Vancouver, British Columbia
My son died when he was 17. I cherish the art he made at all ages, and I wish I had kept more of it. It is all we have anymore.
Many parents now may well choose to keep and discard their children’s art via a junk drive and a camera. That seems the best alternative to me. I have often wished my parents had saved at least an example of my art at various ages. The earliest evidence of my art is a photo of me at age 4, sitting at the blackboard that my wonderful parents had placed on the kitchen wall. My chalk drawing is of a kitty. No one minds that chalkboard drawings get erased, as that must happen in order for more art to happen. I also have a painting on glass of a red bird from first grade (photos were placed under glass and we were to duplicate them), and my first oil painting from age 13 (a still life), when I took private lessons. These are treasures. After I am gone they may not mean anything to anyone, but they are heartwarming to me, because they serve to remind me of my parents’ support of my art talent.
I hope parents will digitally document and treasure their children’s art. After all, some of them may grow up to get art degrees and produce meaningful art that makes the world a better and more beautiful place.
Digitize it. Take pictures of it. Let kids decide for themselves what to do with it when they grow up.
The same might apply to 90 percent or more of parental photography, especially with the first child.
Battle Creek, Mich.
Why not delete the videos of my 5-year-old daughter trying to shoot a basketball? She’s absolute garbage; she’s made two baskets after about 50 attempts. I have the video; it’s adorable.
We don’t always remember how much we’ve improved, or how we’ve developed over time. Capturing and saving the highlights of my child’s past can be a good thing, and both she and I can appreciate it later on.

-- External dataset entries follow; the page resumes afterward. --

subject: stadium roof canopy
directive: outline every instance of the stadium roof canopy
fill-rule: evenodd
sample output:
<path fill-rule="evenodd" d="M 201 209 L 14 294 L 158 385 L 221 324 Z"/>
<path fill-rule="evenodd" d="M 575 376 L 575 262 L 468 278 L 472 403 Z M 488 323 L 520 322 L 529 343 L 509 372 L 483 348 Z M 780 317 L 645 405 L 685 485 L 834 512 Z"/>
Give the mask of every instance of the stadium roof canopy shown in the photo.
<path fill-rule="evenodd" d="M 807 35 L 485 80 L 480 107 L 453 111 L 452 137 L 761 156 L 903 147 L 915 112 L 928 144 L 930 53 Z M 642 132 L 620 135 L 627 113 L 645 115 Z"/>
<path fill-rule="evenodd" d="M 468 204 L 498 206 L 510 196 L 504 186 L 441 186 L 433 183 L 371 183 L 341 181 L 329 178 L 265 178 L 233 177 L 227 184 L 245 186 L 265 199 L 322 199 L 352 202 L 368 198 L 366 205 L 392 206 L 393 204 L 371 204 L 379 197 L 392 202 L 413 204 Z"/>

My first thought after reading Townsend’s article on tossing children’s art was to ponder the age of the author. I am nearly 70 now and made a major move just three years ago. At the time, my husband and I went through boxes and filing cabinets filled to the brim with bits and pieces of our lives together, which included raising three children. We were pretty good about tossing things that were nothing special and things we thought the kids would not really be interested in. But among the things we did keep were a number of their art projects. Some we kept because the kids had had art lessons from their aunt for a few years, so their projects had actually gotten pretty good—a few are even framed and hanging in the living room. Others, although not worthy of framing, were saved anyway. Why? Not because they were valuable to anyone, not because the kids might treasure them someday, but because they made us smile when we looked at them. In my middle age, I would see them and think, Hmm—cute, but is it really worth keeping? Is it just clutter?